CHICAGO -- Minnesota banker Steven Kirchner came here last week to learn about patience, perseverance, and reality in community development lending from the company that wrote the book on it: Shorebank Corp.

"We're interested in the whole concept of community development corporation banking," said Mr. Kirchner, vice president of Richfield State Agency, a bank holding company that wants to start its own community development bank. "We're right at the business planning stage. We realize this is only one model, but we feel it can help us think through the things we need to think through."

Mr. Kirchner was one of more than 40 attendees from 15 banks around the country last week who made a pilgrimage to the oracle of community development lending. Shorebank's parent, South Shore Bank, has been selling its advice to increasing numbers of would-be development banks since President Clinton cited it as a model for community development lending in his '92 campaign.

"This is an approach which this bank has demonstrated can work," said Floyd E. Stoner, the director of legislative operations at the American Bankers Association. "That is something we would like to expose other bankers to."

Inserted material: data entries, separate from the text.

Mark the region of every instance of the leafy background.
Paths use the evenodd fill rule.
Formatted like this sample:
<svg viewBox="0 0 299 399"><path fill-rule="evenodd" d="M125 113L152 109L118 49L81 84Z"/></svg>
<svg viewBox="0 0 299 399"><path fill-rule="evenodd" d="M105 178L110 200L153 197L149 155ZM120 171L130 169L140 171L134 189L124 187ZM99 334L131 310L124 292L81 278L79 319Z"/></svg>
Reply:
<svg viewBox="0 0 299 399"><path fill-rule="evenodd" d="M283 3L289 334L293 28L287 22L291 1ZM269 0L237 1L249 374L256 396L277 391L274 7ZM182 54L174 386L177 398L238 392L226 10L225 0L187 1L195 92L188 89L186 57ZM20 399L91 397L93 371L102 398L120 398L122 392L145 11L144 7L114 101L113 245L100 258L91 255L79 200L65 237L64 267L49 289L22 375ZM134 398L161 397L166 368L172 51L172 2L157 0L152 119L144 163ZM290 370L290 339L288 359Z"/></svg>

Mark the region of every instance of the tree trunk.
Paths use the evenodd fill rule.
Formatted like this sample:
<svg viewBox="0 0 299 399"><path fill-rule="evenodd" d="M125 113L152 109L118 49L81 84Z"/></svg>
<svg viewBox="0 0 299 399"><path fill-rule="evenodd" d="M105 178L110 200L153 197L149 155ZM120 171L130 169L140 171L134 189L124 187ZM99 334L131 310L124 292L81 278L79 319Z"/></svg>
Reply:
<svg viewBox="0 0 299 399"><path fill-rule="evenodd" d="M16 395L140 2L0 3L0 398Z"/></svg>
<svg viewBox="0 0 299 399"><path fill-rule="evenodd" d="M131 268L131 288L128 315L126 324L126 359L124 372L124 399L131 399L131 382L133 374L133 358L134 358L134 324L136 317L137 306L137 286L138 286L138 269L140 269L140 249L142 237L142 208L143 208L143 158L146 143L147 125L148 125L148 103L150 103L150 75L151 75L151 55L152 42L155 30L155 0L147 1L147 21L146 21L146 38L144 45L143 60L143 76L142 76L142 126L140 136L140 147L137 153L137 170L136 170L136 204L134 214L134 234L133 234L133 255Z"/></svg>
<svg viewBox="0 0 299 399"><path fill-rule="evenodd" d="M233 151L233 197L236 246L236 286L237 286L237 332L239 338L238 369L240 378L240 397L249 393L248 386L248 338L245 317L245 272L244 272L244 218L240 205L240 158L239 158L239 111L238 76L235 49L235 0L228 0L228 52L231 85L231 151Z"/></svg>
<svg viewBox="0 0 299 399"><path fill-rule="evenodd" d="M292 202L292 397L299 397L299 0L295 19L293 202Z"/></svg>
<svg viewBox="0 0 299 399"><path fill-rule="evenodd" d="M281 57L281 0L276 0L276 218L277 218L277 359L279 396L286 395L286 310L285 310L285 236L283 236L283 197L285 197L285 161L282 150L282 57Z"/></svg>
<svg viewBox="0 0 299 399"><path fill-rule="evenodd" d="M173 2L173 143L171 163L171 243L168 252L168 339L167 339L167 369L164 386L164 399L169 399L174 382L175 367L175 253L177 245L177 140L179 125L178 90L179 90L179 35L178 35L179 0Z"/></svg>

For the attendees at a conference organized here by the ABA Center for Community Development and Shorebank Advisory Services, it was a firsthand glimpse of the mettle it takes to be in the business.

Shorebank has helped start community development banks or corporations in locales as diverse as Baltimore, Portland, Ore., Arkansas, Michigan, Kansas, Cleveland, and Eastern Europe.

Shorebank Advisory Services, its for-profit consulting firm, is the main vehicle for spreading this expertise. Last year, Shorebank Advisory did 52 projects in 27 communities, according to Shorebank's 1993 annual report.

Registrants included institutions as big as $18 billion-asset Society National Bank, Cleveland -- where Shorebank just opened a bank -- but most were under $500 million in assets.

Monday evening through Friday, community development banking sessions covered real estate lending to rehabilitation specialists and market development and financing of small and minority-owned business. Other topics included residential real estate development, analysis of neighborhood and community markets for development opportunities, and the role of non-profit partners.

In a Tuesday session, Shorebank chairman Ronald Grzywinski stressed that community development banking is not charity. "What a good development bank does is balance financial and development objectives to achieve sustainability and provide benefits at a community level," he said.

He said the bank's narrow focus on the South Shore neighborhood has been important. "We've got a knowledge of that market that is unbeatable."

Attendees also toured the neighborhood of about 75,000 and surrounding areas.

Milton Davis, chairman of South Shore Bank and tour guide on one bus, pointed out problem areas as well as Shorebank successes, including parts of a 22-building scattered-site housing project and a successful new strip mall anchored by a Dominick's Finer Foods grocery store.

"It took us four years to convince Dominick's they should do this," he said.

Some participants in the program are in various stages of forming their own development banks, while others want to beef up community development lending activities at their banks.

Robert M. McGill expects to open a development bank, Neighborhood Bancorp in San Diego, in the first quarter of 1995. He has consulted with South Shore previously and appreciated the opportunity to meet others working on similar projects. "It's the chance to talk with like-minded people that you rarely come across," he said.

Michael Price, senior vice president of $370 million-asset First Michigan Bank, Grand Rapids, hopes to apply Shorebank's models at his bank, which has promised to infuse more than $10 million in residential mortgage lending in its community. "We know we need to look at some nontraditional ways to develop that," he said.